Sur l’ensemble de la saison, la troupe de Martin St-Louis est celle qui fait le moins bien paraître les gardiens adverses. Ces derniers présentent un taux d’efficacité combiné de ,867 contre le CH.

Comme dirigeant, je trouve cette statistique extrêmement importante, car elle mesure le niveau de talent de ton groupe. À mon avis, n’importe quelle équipe bien dirigée peut ajuster son plan de match pour effectuer plus de tirs, ou rivaliser avec l’adversaire au chapitre des chances de marquer. 

Mais seul le talent peut permettre « l’opportunisme ». Tu ne pourras jamais demander à un joueur dont le niveau de talent est ordinaire de toucher la cible plus de 20 % des fois qu’il dirige un tir au filet. C’est pratiquement mission impossible.

La dégaine de Caufield

À lui seul, Cole Caufield fait grandement augmenter le taux de conversion des Canadiens cette saison.

Sur 231 tirs, Caufield a déjà inscrit 49 buts. Son taux de conversion de 21,2 % est de loin le plus élevé de sa carrière. Imaginez : il y a deux ans, seulement 8,9 % de ses tirs touchaient la cible. 

La clé dans son cas? La confiance, d’abord, mais surtout la rapidité avec laquelle il dégaine. Ça complique tellement la vie des gardiens adverses! À l’époque où je coachais des jeunes, je leur disais que la rapidité de la dégaine était encore plus importante que la précision du tir. Car les gardiens, surtout dans la LNH, sont tellement bons et gros qu’ils vont assurément faire l’arrêt s’ils ont suffisamment de temps pour se placer. Idem pour les défenseurs, qui viennent rapidement étirer leur bâton vers la rondelle. Et parfois, ce n’est qu’une question d’une fraction de seconde.

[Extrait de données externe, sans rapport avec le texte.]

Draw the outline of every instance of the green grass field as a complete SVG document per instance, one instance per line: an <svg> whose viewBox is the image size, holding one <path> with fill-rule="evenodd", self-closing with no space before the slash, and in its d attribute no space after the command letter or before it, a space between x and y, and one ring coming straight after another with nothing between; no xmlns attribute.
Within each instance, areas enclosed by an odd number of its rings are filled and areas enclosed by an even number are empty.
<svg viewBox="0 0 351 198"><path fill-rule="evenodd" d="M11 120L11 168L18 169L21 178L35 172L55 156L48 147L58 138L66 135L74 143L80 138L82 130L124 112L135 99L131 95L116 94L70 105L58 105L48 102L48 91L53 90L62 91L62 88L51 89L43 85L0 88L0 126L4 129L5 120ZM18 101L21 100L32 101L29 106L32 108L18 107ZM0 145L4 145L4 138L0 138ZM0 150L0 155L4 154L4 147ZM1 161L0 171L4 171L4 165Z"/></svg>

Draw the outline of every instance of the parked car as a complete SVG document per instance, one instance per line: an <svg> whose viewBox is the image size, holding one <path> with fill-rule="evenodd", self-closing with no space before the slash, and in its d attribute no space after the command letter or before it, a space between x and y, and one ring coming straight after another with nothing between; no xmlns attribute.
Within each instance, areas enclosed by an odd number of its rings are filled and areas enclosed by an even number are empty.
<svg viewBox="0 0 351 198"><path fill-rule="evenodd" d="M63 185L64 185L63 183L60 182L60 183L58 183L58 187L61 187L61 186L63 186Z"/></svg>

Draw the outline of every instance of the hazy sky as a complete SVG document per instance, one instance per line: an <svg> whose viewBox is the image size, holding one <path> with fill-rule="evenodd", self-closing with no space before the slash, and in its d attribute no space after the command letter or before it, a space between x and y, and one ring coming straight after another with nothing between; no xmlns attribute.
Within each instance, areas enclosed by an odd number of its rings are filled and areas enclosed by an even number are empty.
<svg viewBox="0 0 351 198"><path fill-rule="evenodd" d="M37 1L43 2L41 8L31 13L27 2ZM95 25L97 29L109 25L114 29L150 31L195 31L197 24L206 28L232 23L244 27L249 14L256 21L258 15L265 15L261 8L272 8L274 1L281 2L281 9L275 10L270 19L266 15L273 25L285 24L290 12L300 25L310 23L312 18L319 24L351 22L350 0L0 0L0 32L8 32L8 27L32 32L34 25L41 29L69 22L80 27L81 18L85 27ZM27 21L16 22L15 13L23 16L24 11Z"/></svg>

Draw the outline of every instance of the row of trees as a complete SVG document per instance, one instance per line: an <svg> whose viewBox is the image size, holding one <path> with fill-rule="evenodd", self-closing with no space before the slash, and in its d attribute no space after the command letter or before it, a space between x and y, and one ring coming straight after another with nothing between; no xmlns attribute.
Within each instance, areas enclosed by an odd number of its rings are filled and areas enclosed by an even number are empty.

MTL@NYR: Caufield fait mouche du cercle pour son 48e but

Le propre des meilleurs marqueurs de but est leur capacité à jumeler dégaine et précision. Chez les Canadiens, on peut attribuer ces qualités à Nick Suzuki (27 buts) et Olivier Kapanen (22 buts), par exemple, mais Caufield est tout simplement dans une classe à part à ce chapitre.

Peu de chances de qualité

Normalement, lorsque je regarde les indicateurs de performance d’une équipe, j’accorde aussi de l’importance à sa capacité à générer des chances de qualité. C’est intuitif : plus tu génères de chances, plus tu es dangereux.

À ce chapitre, le CH est l’une des exceptions qui confirment la règle. Il réussit à marquer énormément de buts en générant très peu de chances. Le Tricolore se classe au 25e rang de la LNH selon la plateforme MoneyPuck avec un total de 133 chances de qualité, 58 de moins que les Hurricanes de la Caroline au premier rang. Notez que parmi les 13 pires équipes de la ligue au chapitre des chances de qualité, seulement deux – Montréal et Boston – figurent dans le portrait des séries à l’heure actuelle.

Difficile d’en dégager un constat clair, car je ne crois pas que les Canadiens jouent de chance présentement. Peut-être est-ce une question de style. Les Hurricanes se retrouvent en tête dans cette catégorie statistique en jouant un style axé sur le volume de tirs, une philosophie diamétralement opposée à celle du Tricolore.

Le CH n’est pas à l’abri d’un recalibrage statistique dans les prochaines semaines, mais quoi qu’il en soit, il a un luxe que n’ont pas plusieurs équipes : miser sur du talent de grande qualité.